Mon Oct 12 13:54:03 UTC 2015

Yes, I'm familiar with David Harvey's ideas. I've implemented them in NTL, but not completely in assembly. 

30 bit primes may indeed be too small for your application. With the integer ifma52 instructions, you are stuck at 52 bits... Or just 50 if you want to use David's tricks. 

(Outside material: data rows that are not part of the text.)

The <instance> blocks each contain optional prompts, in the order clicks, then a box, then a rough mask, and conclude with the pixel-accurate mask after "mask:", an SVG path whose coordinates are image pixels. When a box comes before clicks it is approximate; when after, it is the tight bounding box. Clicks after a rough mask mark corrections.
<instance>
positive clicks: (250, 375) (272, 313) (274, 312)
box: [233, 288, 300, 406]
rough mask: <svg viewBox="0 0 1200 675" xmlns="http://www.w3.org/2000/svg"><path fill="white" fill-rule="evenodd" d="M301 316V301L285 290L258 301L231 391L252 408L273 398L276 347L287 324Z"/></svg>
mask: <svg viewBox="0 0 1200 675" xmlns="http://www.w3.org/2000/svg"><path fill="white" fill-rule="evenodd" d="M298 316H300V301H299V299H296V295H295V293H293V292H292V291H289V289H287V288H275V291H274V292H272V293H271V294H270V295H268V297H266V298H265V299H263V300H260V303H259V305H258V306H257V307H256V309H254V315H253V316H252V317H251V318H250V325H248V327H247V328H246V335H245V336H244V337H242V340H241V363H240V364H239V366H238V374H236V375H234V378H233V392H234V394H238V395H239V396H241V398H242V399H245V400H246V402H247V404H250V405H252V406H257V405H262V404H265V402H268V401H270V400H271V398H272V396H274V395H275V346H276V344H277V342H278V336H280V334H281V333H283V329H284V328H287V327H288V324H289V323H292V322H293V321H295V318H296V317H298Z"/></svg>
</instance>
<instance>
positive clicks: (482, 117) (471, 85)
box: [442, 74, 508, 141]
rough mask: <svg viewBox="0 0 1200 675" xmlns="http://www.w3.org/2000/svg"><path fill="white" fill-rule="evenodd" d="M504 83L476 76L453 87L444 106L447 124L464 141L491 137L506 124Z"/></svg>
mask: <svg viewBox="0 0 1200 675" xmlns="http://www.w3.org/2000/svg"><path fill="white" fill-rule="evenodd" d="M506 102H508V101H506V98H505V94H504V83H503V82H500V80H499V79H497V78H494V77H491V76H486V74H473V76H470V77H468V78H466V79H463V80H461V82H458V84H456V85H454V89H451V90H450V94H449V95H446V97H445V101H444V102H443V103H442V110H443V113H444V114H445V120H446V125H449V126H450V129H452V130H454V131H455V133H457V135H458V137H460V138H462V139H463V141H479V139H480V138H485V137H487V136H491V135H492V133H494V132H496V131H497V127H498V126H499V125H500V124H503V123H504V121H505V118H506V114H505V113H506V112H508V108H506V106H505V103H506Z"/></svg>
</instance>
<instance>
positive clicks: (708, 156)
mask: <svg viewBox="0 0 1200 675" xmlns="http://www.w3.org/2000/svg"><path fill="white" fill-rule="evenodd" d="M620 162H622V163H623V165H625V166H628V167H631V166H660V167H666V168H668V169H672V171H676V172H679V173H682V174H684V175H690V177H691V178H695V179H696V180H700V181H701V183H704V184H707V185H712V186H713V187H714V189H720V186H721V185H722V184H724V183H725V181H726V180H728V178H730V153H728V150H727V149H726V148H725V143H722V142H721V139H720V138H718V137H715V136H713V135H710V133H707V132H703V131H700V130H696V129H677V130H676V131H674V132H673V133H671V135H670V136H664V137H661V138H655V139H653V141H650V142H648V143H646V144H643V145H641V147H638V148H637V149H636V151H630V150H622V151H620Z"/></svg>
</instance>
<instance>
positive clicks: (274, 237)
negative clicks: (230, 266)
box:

Also, Google mathemagix simd... They have a paper that has some nice ideas for simd ntt's

nisse at lysator.liu.se wrote:
>Victor Shoup <shoup at cs.nyu.edu> writes:
>
>> There is a complement of " blend" instructions which should do the
>job.
>
>I'll have to look that up.
>
>> For FFTs, it might also make sense to stick to 30 bit primes...
>
>The best code I'm aware of is David Harvey's. It was for the AMD
>Opteron, which issues one multiply every second cycle, and the code did
>one butterfly in 6 cycles (i.e., 100% multiplier utilization, using the
>trick we attribute to you, and some additional tricks). It used primes
>of 62 bits, iirc. So that's what any SIMD fft code has to beat.
>
>See http://web.maths.unsw.edu.au/~davidharvey/talks/fastntt-2-talk.pdf
>
>My old code uses 63-bit primes (or possibly 64, I don't remember?), and
>needed 9 cycles.
>
>Furthermore, I think one objective for small-prime FFT code in GMP is
>to
>be able to multiply numbers so large that a transform length beyond
>32-bits is needed, and then 32-bit primes are too small.
>
>Regards,
>/Niels
>
>-- 
>Niels Möller. PGP-encrypted email is preferred. Keyid C0B98E26.
>Internet email is subject to wholesale government surveillance.

-- 
Sent from my Android device with K-9 Mail. Please excuse my brevity.